DataKRK #10 - Mysteries of the universe, Spark and DataFrames

This is a past event

124 people went

Location image of event venue


This just cannot be missed! Have you ever dreamed about working with Large Hadron Collider? If you did (like us) then please stand still... Piotr Turek will tell us about, lo and behold:

Unraveling mysteries of the Universe at CERN, with OpenStack and Hadoop

He will talk about the challenges faced, lessons learned and fun he had while reinventing the way offline data analysis is done at one of LHC (Large Hadron Collider) experiments. A journey, which took us to another land: of contemporary Big Data stack, and which finally married those two. Did it make any sense in the end? Come and you will know.

Among other things you will learn:

• the why, what and how of data analysis at CERN

• why latency variability in large distributed systems matters (literally ;))

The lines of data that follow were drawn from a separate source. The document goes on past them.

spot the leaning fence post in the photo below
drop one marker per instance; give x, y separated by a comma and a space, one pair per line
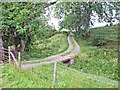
19, 59
9, 54
54, 74
19, 56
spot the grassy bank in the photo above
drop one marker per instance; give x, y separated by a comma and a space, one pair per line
99, 60
47, 47
41, 77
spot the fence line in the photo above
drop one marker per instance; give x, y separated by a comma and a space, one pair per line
10, 54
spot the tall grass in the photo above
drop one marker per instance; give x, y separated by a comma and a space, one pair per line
102, 61
41, 77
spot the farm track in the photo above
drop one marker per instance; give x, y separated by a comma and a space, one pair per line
54, 58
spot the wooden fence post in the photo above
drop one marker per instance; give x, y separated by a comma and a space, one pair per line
9, 54
54, 74
19, 56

• why using C++ as a scripting language is both the best and the worst idea ever

• how to implement a reliable Hadoop cluster provisioning mechanism on OpenStack

• how to marry a huge data analysis framework written in C++, with Hadoop 2

• what is the moral of this story

#CERN #OpenStack #Hadoop2 #Sahara #MindBogglingFacts

If that is not enough then we will have two more talks in which:

• Szymon Sobczak will quickly explain how Spark works and why it's a revolution, not evolution from MapReduce.

• Mateusz Buśkiewicz will present DataFrames - great tool for data science, which can be used on a single machine and very a powerful big data tool, when run on Spark cluster.

The event will take place in Tech Space (Wyczółkowskiego 7) on Thursday, June 18th at 6:30 PM! Hope to see you there!